On Tuesday the Supreme Court heard a case, Bank of America vs. Caulkett, that could have huge implications for the mortgage market. At stake is whether or not a judge can forgive mortgage debt completely in a Chapter 7 bankruptcy if a home is underwater. The practice is often referred to as “lien stripping.”
In a Chapter 7 bankruptcy, almost all unsecured debt is completely forgiven. For example, credit card debt is typically written off completely, providing a fresh start for borrowers and an immediate credit loss for banks. Mortgages, however, have been kept out of Chapter 7 completely. Even if your house is underwater, most states treat your mortgage as secured debt and exclude it from the filing. Because the bank has a lien on your home, the mortgage debt remains after the bankruptcy.
However, three states (Florida, Georgia and Alabama) allow second mortgages that are completely underwater to be considered unsecured and have the debt eliminated in bankruptcy.
Imagine a home is worth $100,000.
There is a first mortgage for $100,000 and a second mortgage for $50,000. The second mortgage is completely underwater because the home is only worth $100,000.
In Florida, Georgia, and Alabama you could have the second mortgage lien stripped, which means the second mortgage would no longer be attached to the property. The debt would then be treated like any other form of unsecured debt in the Chapter 7 bankruptcy, and would be completely forgiven.
Outside of these three states, the only way to reduce your second mortgage debt is through a different kind of bankruptcy called Chapter 13.
In Chapter 13, the court determines how much you can afford to pay towards your debt, and creates a repayment plan. The repayment plan lasts three years (if your income is below the median) or five years. At the end of the repayment plan, any remaining debt is forgiven.
Clearly, second mortgage lenders much prefer Chapter 13 bankruptcy, where the borrower must pay back a portion of the loan based upon affordability. In Chapter 7, the entire balance is wiped out, leaving a lender with nothing.
Details Of The Case
The case focuses on the travails of David Caulkett, a Florida homeowner who used the equity in his home to borrow. By the time of the foreclosure, Mr. Caulkett had a first mortgage balance of $183,000 and a second mortgage balance of $47,855.
Although the home had been worth $300,000 at its peak, the price had dropped dramatically and the home was only worth about $98,000 at the time of the foreclosure.
Mr. Caulkett wanted to avoid foreclosure and stay in his home. He decided to file for Chapter 7 bankruptcy.
And in his case, the judge stripped the lien from the second mortgage and treated the debt as fully unsecured.

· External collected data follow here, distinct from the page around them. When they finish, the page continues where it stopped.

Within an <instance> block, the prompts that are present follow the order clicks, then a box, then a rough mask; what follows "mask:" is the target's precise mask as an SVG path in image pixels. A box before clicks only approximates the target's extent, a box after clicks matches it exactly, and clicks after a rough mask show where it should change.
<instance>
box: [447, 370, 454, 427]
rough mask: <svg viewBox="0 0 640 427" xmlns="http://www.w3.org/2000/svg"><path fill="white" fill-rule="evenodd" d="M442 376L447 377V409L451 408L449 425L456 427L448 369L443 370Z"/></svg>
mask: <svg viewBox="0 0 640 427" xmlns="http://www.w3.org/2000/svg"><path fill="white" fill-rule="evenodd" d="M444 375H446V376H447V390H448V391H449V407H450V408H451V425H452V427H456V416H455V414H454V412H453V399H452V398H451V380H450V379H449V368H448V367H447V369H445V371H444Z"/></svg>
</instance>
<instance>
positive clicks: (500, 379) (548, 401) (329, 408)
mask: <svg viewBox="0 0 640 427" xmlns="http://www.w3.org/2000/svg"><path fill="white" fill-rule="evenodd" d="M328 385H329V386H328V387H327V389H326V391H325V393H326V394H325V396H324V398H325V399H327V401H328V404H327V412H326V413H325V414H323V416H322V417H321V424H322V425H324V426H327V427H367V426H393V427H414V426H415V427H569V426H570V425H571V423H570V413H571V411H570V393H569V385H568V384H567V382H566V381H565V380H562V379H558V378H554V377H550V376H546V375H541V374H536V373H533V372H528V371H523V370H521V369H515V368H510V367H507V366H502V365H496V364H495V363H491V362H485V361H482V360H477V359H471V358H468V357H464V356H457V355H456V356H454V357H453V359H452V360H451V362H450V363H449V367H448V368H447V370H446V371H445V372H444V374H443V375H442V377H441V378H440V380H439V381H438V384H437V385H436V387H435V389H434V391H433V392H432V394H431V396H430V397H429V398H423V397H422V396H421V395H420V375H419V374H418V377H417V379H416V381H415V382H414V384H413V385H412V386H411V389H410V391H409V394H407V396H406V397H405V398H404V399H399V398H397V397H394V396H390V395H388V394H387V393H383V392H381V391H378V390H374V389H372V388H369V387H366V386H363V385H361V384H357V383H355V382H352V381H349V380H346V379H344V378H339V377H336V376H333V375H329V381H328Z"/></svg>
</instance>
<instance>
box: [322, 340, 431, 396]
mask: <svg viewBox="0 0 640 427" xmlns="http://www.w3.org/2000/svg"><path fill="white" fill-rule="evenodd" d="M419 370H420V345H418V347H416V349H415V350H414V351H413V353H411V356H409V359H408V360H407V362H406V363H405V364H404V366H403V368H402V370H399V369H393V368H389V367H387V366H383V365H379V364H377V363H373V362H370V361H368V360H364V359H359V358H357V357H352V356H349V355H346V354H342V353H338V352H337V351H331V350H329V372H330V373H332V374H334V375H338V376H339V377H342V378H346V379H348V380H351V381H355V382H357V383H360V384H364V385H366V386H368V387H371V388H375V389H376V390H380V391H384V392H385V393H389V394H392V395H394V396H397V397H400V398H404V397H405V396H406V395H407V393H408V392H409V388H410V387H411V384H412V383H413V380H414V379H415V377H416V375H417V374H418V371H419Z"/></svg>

The full $47,855 second mortgage was written off in the bankruptcy.
Bank of America was not happy with the outcome, and sued.
They used a 1992 case (Dewsnup) to make their case. In Dewsnup, it was ruled that judges are not permitted to reduce the principal of first mortgage balances to the current value of the home. The ruling implied that mortgages are protected up to the contract value, not the market value of the property.
Underwater homeowners could get more relief
After the 2008 mortgage crisis, property prices declined dramatically and many homeowners are still underwater on their mortgages. If Chapter 7 bankruptcy becomes an option for homeowners with large underwater second mortgage balances, banks fear a rapid increase in the filings would follow.
Chapter 7 would provide an easy way for consumers to eliminate second mortgage debt completely and quickly, while remaining in their homes.
There are really only two ways to eliminate second mortgage debt completely (outside of Florida, Georgia and Alabama).
One way is to agree a short sale with the lender.
Alternatively, the borrower can go through the foreclosure process and then file Chapter 7 bankruptcy after the foreclosure is complete. The deficiency balance (the remaining balance after a foreclosure is complete) would be treated as unsecured debt in a future Chapter 7 filing. Both of these require a significant amount of time, and result in a foreclosure.
Banks argue that easier lien stripping would restrict access to credit and drive up the cost of borrowing.
However, the lawyers arguing for Mr. Caulkett pointed out that mortgage borrowing is not more expensive in the three states that allow the lien stripping practice.
The entire argument comes down to a relatively simple question.
Are mortgages immune to bankruptcy up to the contract (mortgage) value, or the market value of the property?
The decision, which will be made later in the year, will have massive implications for anyone who is underwater on their property today. If it is upheld many more people will be able to more quickly escape an underwater home and leave a bad mortgage behind.
And it could also have big implications for anyone who wants to take out a mortgage in the future if banks decide to tighten lending criteria.